Description of problem: This has shown itself in Openshift V3. We (Openshift Operations) are running docker on RHEL 7 hosts inside of AWS. We have multiple clusters and this problem has been showing up over the last few weeks maybe even months. Docker has extremely poor performance to the point of it not responding to simple docker commands even "docker info". We have two regular (gp2, general purpose) EBS volumes configured on the hosts. One for the root file system, one for docker to use as direct lvm. We configure the /etc/sysconfig/docker-storage-setup and then run docker-storage-setup to configure the EBS volume to be used with docker. We will notice that docker goes completely unresponsive at times. When this happens, all docker commands will stop working. We can't pull, run stuff, or even do a "docker info" command. What is strange is that it is possible to come back to the machine after an unknown amount of time (sometimes an hour, sometimes 4 hours) and the machine will be back in a usable state. While the machine is having these issues, restarting docker and even a reboot of the system does not tend to fix the problem. One thing we have noticed is that if we change the volume type to the AWS EBS Provisioned IOPS, we generally get much better performance. The provisioned IOPS are guaranteed by AWS to provide much better io performance. This does however come at a much greater cost. We hesitate to move to these because: 1. doesn't seem like we should *have* to use provisioned iops in AWS to use docker 2. it's way more expensive 3. if its a bug, we should uncover it. Version-Release number of selected component (if applicable): docker-1.7.1-108.el7.x86_64 How reproducible: This happens on many of the nodes within our clusters. We see issues, and then things will resolve themselves. Steps to Reproduce: 1. Install Openshift V3 2. Roll out applications 3. Wait for an undetermined amount of time Actual results: Docker will go unresponsive Expected results: Docker to be responsive
An update to this ticket and what we believe is happening. We are running Openshift V3 on these nodes with 32GB EBS volumes from AWS. These are the GP2 (General Purpose class) EBS volumes. AWS EBS GP2 volumes work on a credit system and how much IO can be used on the volumes. MOre can be found here: http://docs.aws.amazon.com/AWSEC2/latest/UserGuide/EBSVolumeTypes.html For the 32 GB drives, we have (3 x 32) 96 IOPS for these volumes. What we have seen is that Openshift + Docker is exhausting these resources. With help of Vivek, we have seen that the throughput of these volumes is really low (in the ~10-400k/s rang) when we are having these issues. We are testing with bigger drives currently to see if we can find a place where w don't exhaust the credits of the volumes. We have also had better performance with the provisioned iops volumes (guaranteed IO).

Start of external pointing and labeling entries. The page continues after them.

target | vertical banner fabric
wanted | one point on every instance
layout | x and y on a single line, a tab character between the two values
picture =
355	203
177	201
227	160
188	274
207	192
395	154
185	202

I also did some aws work with in correlation with docker. I can state above behaviour for case when docker is installed and started ( and on t*.micro instances it will start to use loop lvm by default, as there is not by default storage device docker-storage-setup can use ) and if run intensive I/O test (fio) inside docker container, then docker will hang and it will eventually come back after some time but it is really slow. simple commands, for case when loop lvm is used ( while running i/o test inside container ) as docker images docker ps docker ps -a takes long time, and have very slow response When used loop lvm ( this is what docker will get on t*.micro ec2 instances) it takes 21 min to save 1.4 GB docker image # time docker save r7perf > r7perfedited.tar real 21m15.156s user 0m0.257s sys 0m1.748s In case I attach general purpose SSD disk to instance and then use that disk for docker storage backend ( configuring /etc/sysconfig/docker-storage-setup to use this device ) above issues related to docker commands response are not generally visible. I was able to get better response, docker is faster, docker ps|images does not hang, etc. docker save for same size image in this case is time docker save r7perf > r7perfmodified.tar real 10m8.090s user 0m0.277s sys 0m1.247s
Runcom, have you been able to look at this?
I'm still investigating it. I'm also seeing better performance on SSD drives and EBS with provisioned IOPS but I'm still struggling finding how to speed up this (becouse AWS is also involved in the sense it limits IOPS for their normal EBS drives)
This seems like it's basically expected...the AWS guidelines say GP EBS is for "development/test" and Provisioned EBS is for "Critical business applications that require sustained IOPS performance". It's not just that Provisioned is "better" performance - it's that it's *consistent*, or not burst. Wouldn't this have also affected Online v2? This gets into an important point in that what we really want for more than 2-3 machines is clustered images. It doesn't make sense to fully store the complete copy of each image unpacked on every node. Think something like overlayfs on top of NFS/CephFS/GlusterFS.
It's definitely expected...Thomas is trying to take advantage of the burst performance though, since it's much better than provisioned iops. The "problem" is that once you exhaust credits, docker goes sideways. Thomas mentioned trying to game a way to monitor credits and shift work around to try and stay within their credit limits. Colin, Overlay itself does significantly less IO than device mapper. It would be awesome if that were somehow usable for the Ops guys. I think we're blocked on SELinux integration there? In terms of image placement, agreed -- Glance's caching behavior and policies need to be duplicated in Kube/Docker world.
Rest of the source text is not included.